The World Does Not Shake China Go back »

2007-11-29 | All chapters

The World Does Not Shake China
Economist, 29th November 2007

On trade or the exchange rate “LET China sleep, for when she wakes the world will shake.” So, purportedly, said Napoleon some 200 years ago. In Beijing this week European leaders have been telling their Chinese counterparts that such unease is at risk of spreading. Once content to let the Americans do the worrying, the EU is joining in.

In the build-up to an annual China-EU summit in Beijing on November 28th, European officials raised hackles by complaining about Chinese trade practices and exchange-rate policy in the kind of direct language that China had thought an annoying American trait. The European Commission's president, José Manuel Barroso, told Communist Party officials that the emergence of China risked being seen by Europeans “as a threat”. Mr Barroso gave warning of “protectionist pressures which would be very difficult to contain” if nothing were done to curb the EU's huge trade deficit with China.

Peter Mandelson, the EU's trade commissioner, was similarly blunt on China's rampant abuse of intellectual-property rights. “The problems continue to get worse, and the world—particularly China—is changing too fast to wait longer,” he said in Beijing. It was hard, he said, to see how much longer Europe's patience would last. He also took a swipe at China for suggesting that European concerns about the safety of Chinese products were being used to excuse protectionism. Wu Yi, a deputy prime minister, said she was “extremely dissatisfied” with his remarks.

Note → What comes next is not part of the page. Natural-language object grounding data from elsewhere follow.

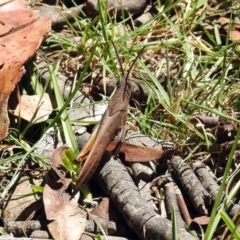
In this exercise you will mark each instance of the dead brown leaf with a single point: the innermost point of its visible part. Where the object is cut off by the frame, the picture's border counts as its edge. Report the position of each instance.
(21, 33)
(234, 31)
(66, 221)
(34, 108)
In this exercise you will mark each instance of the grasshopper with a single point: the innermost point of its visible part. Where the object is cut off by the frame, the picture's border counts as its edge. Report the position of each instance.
(111, 123)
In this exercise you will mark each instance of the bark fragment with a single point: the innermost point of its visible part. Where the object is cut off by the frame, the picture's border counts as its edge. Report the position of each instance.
(188, 180)
(117, 183)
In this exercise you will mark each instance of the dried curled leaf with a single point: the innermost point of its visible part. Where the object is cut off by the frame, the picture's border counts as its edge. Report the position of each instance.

Europe's disquiet is likely to grow. Last year its trade deficit with China reached €131 billion ($164 billion), say EU figures. This year it is expected to grow to €150billion- 160 billion, on a par with America's record deficit with China in 2006 (see chart). That is the more disturbing for Europeans because they are not used to it: for years, their trade deficit was China was modest. The yuan has been appreciating slowly against the dollar in the past couple of years. But it has been declining against the euro. This is making Chinese imports even cheaper for Europeans—good news for consumers and companies making products in China for export to Europe, but bad news for exporters and uncompetitive industries in Europe itself.

China is showing little sign of yielding to European and American complaints about what those countries see as a grossly undervalued yuan. The official line remains that any change should be gradual. Nor is it anxious to take up the grouses of European and American companies about the difficulties of doing business in China. A survey released last week by the European Chamber of Commerce in China showed that many responding companies felt that China was trying to circumvent the marketopening commitments it made to the World Trade Organisation.

Once hopeful that the EU might act as a counterbalance to American power, China's expectations have receded as more pro-American leaders have taken over in Germany and France. The EU may be China's biggest trading partner, but it ranks far lower in China's political calculations. A report from Chatham House, a British thinktank, says China believes Europe lacks strategic vision and suffers from internal discord, impeding its credibility.

It also argues that China has a clear understanding of EU institutions. It is certainly true that China has been exploiting EU divisions to the full. Following an unprecedented meeting in September between Germany's chancellor, Angela Merkel, and Tibet's exiled leader, the Dalai Lama (see article), China has vented its rage by cancelling a number of engagements with Germany, its largest export market in the EU.

By contrast it gave a warm welcome to France's president, Nicolas Sarkozy, who visited China just before the EU summit, conspicuously neglecting to bring his human-rights minister along. Mr Sarkozy oversaw the signing of a deal worth $11.9 billion for the sale of two French nuclear reactors to China and another for the sale of $17 billion-worth of Airbus aircraft.

China takes America more seriously. Its punishment of Germany has been tougher than its response to the first public appearance by an American president with the Dalai Lama in October. But even with the Americans, China let its pique be known. Last month it abruptly blocked a Thanksgiving visit to Hong Kong by the American aircraft carrier Kitty Hawk and her escorting ships, until it was too late for them to change course before the holiday. At least America's Treasury secretary, Hank Paulson, is still due to visit Beijing this month. But like those of Europeans, his concerns about the yuan and trade imbalances will receive a polite brush-off.